When you’re in the mood for a pep talk, who better to turn to than a well-networked, optimistic mentor who is naturally in your corner? That friendly shoulder is the role that “Masters of Scale” wants to play.
Inspired by LinkedIn co-founder and Greylock partner Reid Hoffman’s hit podcast, the new book, co-authored by Hoffman along with podcast executive producers June Cohen and Deron Triff, came out this week. Riddled with anecdotes and actionable takeaways, the book’s strength is wholly related to the sheer diversity of entrepreneurs that are represented in the text. Beyond sticking to tech leaders, the book draws lessons from Spanx founder Sara Blakely, Starbucks founder Howard Schultz and Union Square Hospitality Group CEO Daniel Meyer. Like any good mentor, the book is realistic. Mentors know you aren’t Bumble’s Whitney Wolfe Herd or Airbnb’s Brian Chesky yet, but can extract universally applicable lessons from those leaders so that you can relate to them.
While press wasn’t a main character in the book, “Master of Scale” has already changed my perspective on how I interview founders. Lessons from Tristan Walker made me want to ask more questions about founders, and their most controversial beliefs, rather than how they plan to spend their new round of funding. A note from Andrés Ruzo made me realize that a startup that makes too much sense might be a comfortable read, but it might not be a moonshot that disrupts the world; in other words, pursue the startups that have too much seemingly foolish ambition — because they may be where the best strides, and stories, are made. Finally, it confirmed my belief that the best litmus test for a founder is if they are willing to talk about the hardships ahead of them in an honest, humble way.

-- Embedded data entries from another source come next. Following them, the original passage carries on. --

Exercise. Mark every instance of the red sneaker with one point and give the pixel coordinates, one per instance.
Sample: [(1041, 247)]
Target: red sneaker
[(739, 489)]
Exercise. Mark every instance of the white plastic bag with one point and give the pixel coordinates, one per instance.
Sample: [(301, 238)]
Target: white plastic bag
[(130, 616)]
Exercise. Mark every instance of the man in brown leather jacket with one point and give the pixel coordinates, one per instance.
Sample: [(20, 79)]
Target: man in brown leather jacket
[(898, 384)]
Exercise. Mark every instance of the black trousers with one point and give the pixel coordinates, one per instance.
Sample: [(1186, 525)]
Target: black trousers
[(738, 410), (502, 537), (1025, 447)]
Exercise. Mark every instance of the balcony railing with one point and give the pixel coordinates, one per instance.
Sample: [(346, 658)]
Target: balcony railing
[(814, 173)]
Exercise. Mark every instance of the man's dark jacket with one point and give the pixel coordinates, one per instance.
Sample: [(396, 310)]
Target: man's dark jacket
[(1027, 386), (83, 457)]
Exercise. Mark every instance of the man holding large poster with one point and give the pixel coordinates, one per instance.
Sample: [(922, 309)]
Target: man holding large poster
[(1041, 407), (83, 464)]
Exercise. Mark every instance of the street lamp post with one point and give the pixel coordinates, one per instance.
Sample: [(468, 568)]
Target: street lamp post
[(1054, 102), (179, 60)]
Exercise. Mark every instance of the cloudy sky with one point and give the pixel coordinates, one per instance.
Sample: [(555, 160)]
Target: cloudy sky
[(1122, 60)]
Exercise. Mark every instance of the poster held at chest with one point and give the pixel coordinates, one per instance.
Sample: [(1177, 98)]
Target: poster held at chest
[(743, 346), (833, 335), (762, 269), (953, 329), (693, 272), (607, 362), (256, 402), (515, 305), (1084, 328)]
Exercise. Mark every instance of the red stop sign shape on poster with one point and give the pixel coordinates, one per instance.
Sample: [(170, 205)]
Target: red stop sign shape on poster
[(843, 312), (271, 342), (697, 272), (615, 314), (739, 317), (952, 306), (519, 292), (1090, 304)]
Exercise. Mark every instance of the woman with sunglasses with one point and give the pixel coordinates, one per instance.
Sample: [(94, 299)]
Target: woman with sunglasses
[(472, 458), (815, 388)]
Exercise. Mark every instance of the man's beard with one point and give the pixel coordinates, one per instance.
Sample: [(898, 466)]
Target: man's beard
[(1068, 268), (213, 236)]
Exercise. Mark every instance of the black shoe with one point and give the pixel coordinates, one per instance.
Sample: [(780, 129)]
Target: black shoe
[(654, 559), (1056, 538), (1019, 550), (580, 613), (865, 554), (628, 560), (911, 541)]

Through every feel-good story, I waited for the pandemic to be addressed. The pandemic’s impact on startup advice was largely isolated to a single chapter about the art of the pivot. Instead of interspersing advice on how to deal with the pandemic’s impact on venture capital, funding and markets more broadly, the book limited its references to the cataclysmic event. This choice keeps the advice smartly evergreen. That said, I felt like the book’s choice to not talk much about the ugly within startupland creates an imbalance of sorts. It would have benefitted from talking directly about divisive dynamics, ranging from how WeWork’s Adam Neumann impacted the way we talk about visionary founders, Brian Armstrong’s Coinbase memo and what it means for startup culture, or even the role of the tech press today. One could argue that the book never claims to be journalistic, and instead wanted to play the role of a cheerleading mentor, not a cynical one.

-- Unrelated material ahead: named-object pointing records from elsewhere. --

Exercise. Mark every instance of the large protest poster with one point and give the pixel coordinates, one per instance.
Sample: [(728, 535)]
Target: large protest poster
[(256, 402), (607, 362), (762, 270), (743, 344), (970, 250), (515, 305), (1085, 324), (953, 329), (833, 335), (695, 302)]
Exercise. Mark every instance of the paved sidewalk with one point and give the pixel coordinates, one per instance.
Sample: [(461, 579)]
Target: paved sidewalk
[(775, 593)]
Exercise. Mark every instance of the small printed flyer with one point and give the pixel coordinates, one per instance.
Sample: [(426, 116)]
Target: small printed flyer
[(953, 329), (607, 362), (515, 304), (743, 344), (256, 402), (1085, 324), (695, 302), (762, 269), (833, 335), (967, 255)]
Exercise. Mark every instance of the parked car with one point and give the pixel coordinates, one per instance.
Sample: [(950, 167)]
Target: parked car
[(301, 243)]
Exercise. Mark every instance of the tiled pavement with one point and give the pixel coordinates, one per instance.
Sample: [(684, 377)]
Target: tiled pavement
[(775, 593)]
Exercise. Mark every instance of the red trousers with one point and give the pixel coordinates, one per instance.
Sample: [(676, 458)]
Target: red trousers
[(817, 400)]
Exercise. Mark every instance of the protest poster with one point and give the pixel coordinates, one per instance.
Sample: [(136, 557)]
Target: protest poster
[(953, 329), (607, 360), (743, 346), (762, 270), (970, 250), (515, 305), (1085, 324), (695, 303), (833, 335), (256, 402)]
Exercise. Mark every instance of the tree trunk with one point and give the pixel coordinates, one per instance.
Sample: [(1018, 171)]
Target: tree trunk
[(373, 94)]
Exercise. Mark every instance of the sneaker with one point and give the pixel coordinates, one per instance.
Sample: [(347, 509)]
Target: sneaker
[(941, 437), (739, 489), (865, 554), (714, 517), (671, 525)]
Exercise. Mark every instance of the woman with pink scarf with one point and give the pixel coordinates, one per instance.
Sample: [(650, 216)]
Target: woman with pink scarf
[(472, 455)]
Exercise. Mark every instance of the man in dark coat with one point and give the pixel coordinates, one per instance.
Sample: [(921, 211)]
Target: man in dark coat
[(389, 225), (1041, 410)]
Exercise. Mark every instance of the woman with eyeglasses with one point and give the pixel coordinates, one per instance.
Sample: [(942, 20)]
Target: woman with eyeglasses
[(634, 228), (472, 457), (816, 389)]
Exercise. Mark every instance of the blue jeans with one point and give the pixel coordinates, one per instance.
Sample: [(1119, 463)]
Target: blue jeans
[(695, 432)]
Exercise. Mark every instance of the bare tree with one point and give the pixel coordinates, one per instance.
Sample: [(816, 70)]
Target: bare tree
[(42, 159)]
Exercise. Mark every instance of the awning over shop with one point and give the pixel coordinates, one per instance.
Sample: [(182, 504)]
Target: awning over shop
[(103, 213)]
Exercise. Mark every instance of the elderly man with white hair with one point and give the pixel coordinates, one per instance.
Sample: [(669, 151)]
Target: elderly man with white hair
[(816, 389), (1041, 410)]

Writing a book based on a hit podcast isn’t necessarily a walk in the park. Audio is an entirely different medium from written text, and it takes a certain finesse to translate into text the charisma and humility of vocal banter. Hoffman and the authors thus certainly shine brighter in some stories than others, leaning heavily on a repeated, yet effective storytelling arc throughout the text: introduce problem, present aha moment, offer solutions and share universal lessons.
I read the book over a weekend; I recommend the same move for any aspiring entrepreneur, techie or startup journalist looking to pick up a copy. Reid and the coauthors will do a fantastic job connecting the dots of over 70 entrepreneurs for you, but the real magic will come from what happens when you pause in between the stories — either to Google a founder you resonate with, to change up your interview style or to finally start working on the idea you one day may just blitzscale.